Our task now, is to figure out what this rule is looking for.
Step 2 – Some Basic Syntax
Before we begin to attempt to decipher what that rule is looking for, let’s lay out basic and simple regular expression syntax and rules.
- / – Begins and ends a regular expression.
- . – Matches any single character.
- [ ] – Matches a single character within the brackets.
- [^] – Matches everything except what is in-between the brackets (and after the ^).
- [x-y] Matches every character or number in-between m & n (ex: [a-d] will match the letters a,b,c, or d and [2-7] will match the numbers 2,3,4,5,6, and 7. They are case sensitive by default, and can be combined however you like. For example, to match any alphanumeric character, you can use [A-Za-z0-9]).
- ^ – Matches the starting position of the string.
- * – Matches the preceding element or group zero or more times.
- $ – Matches the ending position of the string.
- ( ) – Defines an expression or group.
- {n} – Matches the preceding character n times (ex: {5} would require the preceding character or group to match 5 times).

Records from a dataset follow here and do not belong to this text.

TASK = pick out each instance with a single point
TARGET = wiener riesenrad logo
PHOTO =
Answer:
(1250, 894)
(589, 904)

- {m,n} – Matches the preceding element at least m times and not more than n times (ex: {2,4} would require the preceding character or group to appear 2-4 times in a row).

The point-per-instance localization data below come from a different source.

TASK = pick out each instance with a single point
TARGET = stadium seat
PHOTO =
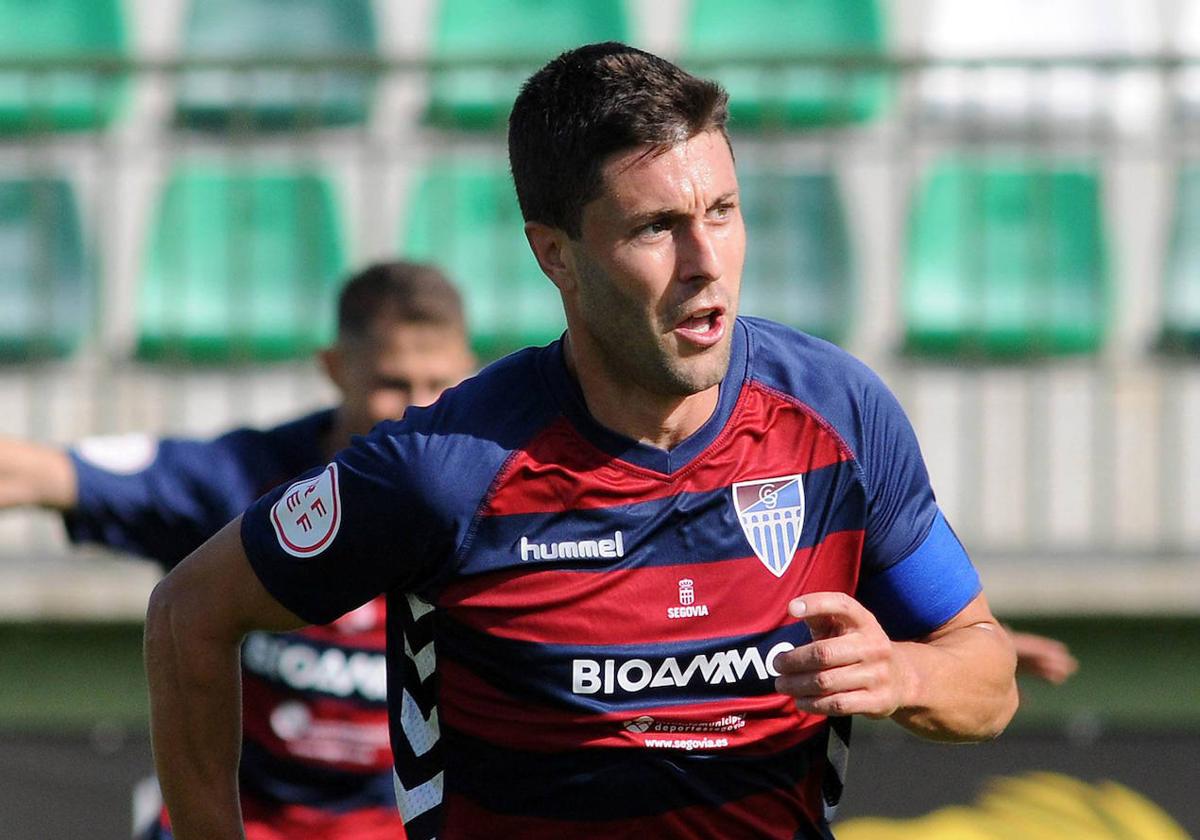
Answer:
(798, 268)
(520, 35)
(265, 99)
(1181, 295)
(1006, 259)
(45, 287)
(465, 216)
(243, 267)
(780, 94)
(60, 100)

- | – Matches the character or group either before OR after the |.
Step 3 – Interpreting the Rule
That summarizes some of the very basic rules of regular expressions. Let’s try breaking down the regular expression built into the simple Snort rule above and try to determine what it is looking for.

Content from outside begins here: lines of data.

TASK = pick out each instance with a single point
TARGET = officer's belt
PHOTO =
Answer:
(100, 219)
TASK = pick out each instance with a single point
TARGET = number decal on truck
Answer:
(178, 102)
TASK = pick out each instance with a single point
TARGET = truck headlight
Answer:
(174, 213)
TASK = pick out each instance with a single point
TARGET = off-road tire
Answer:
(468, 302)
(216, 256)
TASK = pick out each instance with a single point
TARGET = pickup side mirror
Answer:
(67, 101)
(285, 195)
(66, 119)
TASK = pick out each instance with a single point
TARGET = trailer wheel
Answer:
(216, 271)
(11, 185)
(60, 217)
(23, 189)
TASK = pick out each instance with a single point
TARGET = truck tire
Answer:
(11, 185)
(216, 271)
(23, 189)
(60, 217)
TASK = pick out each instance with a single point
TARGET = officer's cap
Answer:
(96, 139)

pcre:”/\/foo.php?id=[0-9]{1,10}/”;
- pcre: – This simply tells the Snort engine to start using Perl Compatible Regular expressions on everything that follows.
- “ – Indicates the beginning of the content.
- / – Indicates the beginning of the subexpressions that the PCRE is looking for.
- \ – This is an escape character—it says “don’t use the special meaning that the following character has in pcre,” but instead see it as literal character. This is necessary because the next part of the rule starts with “/” which already has a meaning in regex.
- /foo.php?id= – This is simple text—the rule is looking for this set of characters.
- [0-9] – The brackets here indicate look for any of the digits between 0-9.
- {1,10} – The curly braces here say look for the previous digits between 1 and 10 times.
- / – End the expression we are searching for.
We could then interpret this rule in English to say, “look for (presumably a URL) that end with “foo.php?id=” and then has a single digit between 0 and 9 and that digit can be repeated between 1 and 10 times.”
This rule would then catch packets with:
- foo.php?id=1
- foo.php?id=3
- foo.php?id=33
- foo.php?id=333333
But would pass packets with:
- bar.php?id=1 bar instead of foo
- foo.php?id= must have at least one digit
- foo.php?id=A must have a digit not an alphabetic
- foo.php?id=11111111111 can only have between 1 and 10 digits after the =
These are the basics of Regex. I’ll be writing a more advanced guide later, but this should be enough to get you rolling for now. Regex is honestly something that you just have to work with over and over again to get the hang of. Given time, something as incomprehensible as the advanced rule at the start of this guide will be as easy for you to read as the rest of this page.